For this year's FY2021 en6C banner campaign, I am getting an error that seems to be tied to the created field 'campaign'. However, this error only appears when aggregated (not when rows are selected ungrouped), and only appears for the first two days of the en6C campaign, Nov. 30, 2020 and Dec. 1, 2020.
I have a s[[ https://superset.wikimedia.org/r/400 | eperate tab ]] of the dashboard displaying the issue. The 'Ungouped' view shows data flowing through without issue on Nov. 30 and Dec. 1; the 'Grouped' view shows the Presto error when grouping this same data.

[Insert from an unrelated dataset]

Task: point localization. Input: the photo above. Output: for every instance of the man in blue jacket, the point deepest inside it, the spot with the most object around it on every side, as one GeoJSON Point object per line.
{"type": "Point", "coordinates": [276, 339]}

The 'Grouped, Starting Dec. 2' view is identical to the 'Grouped' view with the date range changed.
I have looked through the raw data in hive to see if I could identify any data quality errors on Nov. 30 and Dec. 1 in the event.l array, which is the original source of the 'campaign' attribute and have not been able to find anything (though would welcome ideas, of course).
Thank you for your help looking into this issue - please let me know if there is anything else I can provide!